Elles se sont levées, s'en sont allé. Elle, légerement au ralentit je crois, arachnéenne, presque reculant, une obscurité en elle... Je ne sais pas plus. Biensur c'est honteux de ma part. Je
restais assis et tombais dans un puit de mélancolie profond(e), toute l'amertume me montait au coeur et à la gorge, plombé, tout devennait sombre, je pesais 200 tonnes. Les ruchs du
film vont trés loin : le soir, un ado debout à sa fenêtre. Voilà. Rien de trés divertissant. Tout était devenu fade, la moindre note de musique était frappées de fadesse, d'inanité. Seul
l'air des grands espaces pouvaient contenir ce manque, cette amertume. Par la fenêtre une respiration en appelait une autre. Je n'ai pas trouvé de titre à ce film. Pour "Croccodile dundee" faudra
repasser, ça c'est certain. Bref un petit recit qui fairait un bon gag dans un spectacle d'Eli Semoune. Pourquoi pas?
En Inde, en 1960
une loi contre la mendicité fut créée. Jusque l'année derniere elle n'était pas appliquée. Pourquoi? Les décideurs conservateurs du pays l'expriment sans détour : il s'agit de "nettoyer", de
rendre "propre" le lieu où vont se dérouler je ne sais plus quelles attractions sportives. L'émission : L'effet papillon, sur Canal. Quelques images percutantes : un viel homme maigre et affamé
se fait "chopper" dans la rue pour "mendicité". "Oui, oui, arrête de mentir ! je t'ai vu ! tu étais en train de mendier !" dit le policier. L'homme s'en défend : "non, je ne le ferais plus
monsieur". Il est embarqué violemment jusqu'à une camionnette : "le tribunal mobile". Le verdict est rendu en moins de cinq minutes. La camionnette poursuit sa tournée et les "coupables"
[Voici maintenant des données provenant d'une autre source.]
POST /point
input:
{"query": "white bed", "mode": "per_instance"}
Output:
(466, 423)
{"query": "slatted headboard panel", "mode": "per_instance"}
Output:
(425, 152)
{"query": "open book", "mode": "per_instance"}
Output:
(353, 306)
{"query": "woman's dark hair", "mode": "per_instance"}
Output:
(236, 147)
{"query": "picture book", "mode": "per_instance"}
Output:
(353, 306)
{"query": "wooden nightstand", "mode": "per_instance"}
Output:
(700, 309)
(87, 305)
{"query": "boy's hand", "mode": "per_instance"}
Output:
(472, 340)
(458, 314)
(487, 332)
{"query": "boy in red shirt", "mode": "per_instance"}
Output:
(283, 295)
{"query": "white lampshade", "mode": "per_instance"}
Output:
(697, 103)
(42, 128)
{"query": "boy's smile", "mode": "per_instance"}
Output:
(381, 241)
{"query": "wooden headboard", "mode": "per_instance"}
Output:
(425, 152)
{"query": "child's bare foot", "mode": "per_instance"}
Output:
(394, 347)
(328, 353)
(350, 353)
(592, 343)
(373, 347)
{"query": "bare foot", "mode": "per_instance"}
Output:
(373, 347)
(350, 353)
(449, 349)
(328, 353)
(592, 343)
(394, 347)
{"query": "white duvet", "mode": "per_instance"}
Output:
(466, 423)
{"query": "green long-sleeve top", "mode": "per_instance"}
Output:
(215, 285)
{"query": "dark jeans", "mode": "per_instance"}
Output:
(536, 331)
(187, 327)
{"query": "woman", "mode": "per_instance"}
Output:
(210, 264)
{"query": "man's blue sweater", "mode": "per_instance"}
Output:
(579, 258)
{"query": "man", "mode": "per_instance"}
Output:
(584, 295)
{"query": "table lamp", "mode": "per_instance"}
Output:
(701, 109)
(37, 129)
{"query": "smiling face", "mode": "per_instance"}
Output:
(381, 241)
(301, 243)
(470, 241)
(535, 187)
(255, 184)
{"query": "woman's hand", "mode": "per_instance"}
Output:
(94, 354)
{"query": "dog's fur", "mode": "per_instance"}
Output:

finissent enfermés dans un parc dont le directeur explique avec la même simplicité : "ce sont des déviants, ils ne font rien, n'ont rien à faire, donc on ne leur donne rien à faire". La pauvreté
étant trés importante en Inde et le souci ecologique trés important chez moi, je suggererais qu'on évite la paperasse dans la camionette... Le reportage se termine sur l'image de
ces vieux hommes assis au sol dans une cours cloturée. Voila, je ne suis pas sûr que cela ait lieu dans tout le pays. En tous cas j'ai vu d'un côté des personnes pétries d'humanité par
la force des choses, par survie, et de l'autre des personnes pétries de misère qui conssomment plusieurs arbres inutilement par jours...
Blog anti-copié-collage de textes. Blog pro-tapage de textes, parfois nocturne. Et, au fait... Et si ce blog ne m'appartenait pas? Hé bien oui, ce blog ne m'appartient pas. Rien ne m'appartient. Je suis comme vous face à ce machin, appelé blog, et si l'un d'entre vous veut y publier un article qu'il le dise, je n'ai pas le droit de l'en empêcher. Je peux même communiquer mon mot de passe à celui en qui j'aurais pleine confiance. Mais à quoi bon publier sur un autre blog? Les commentaires suffisent peut être. Bon... Que dire de plus? J'exagère biensûr. Et je sais bien que l'appartenance est un sentiment important. Mais il faut bien reconnaître, sur un certain plan, pas plus finaliste que causaliste, que je ne suis qu'un petit amphigouriste simple qui aime la simplicité, la vie, la musique, et surtout ma fille...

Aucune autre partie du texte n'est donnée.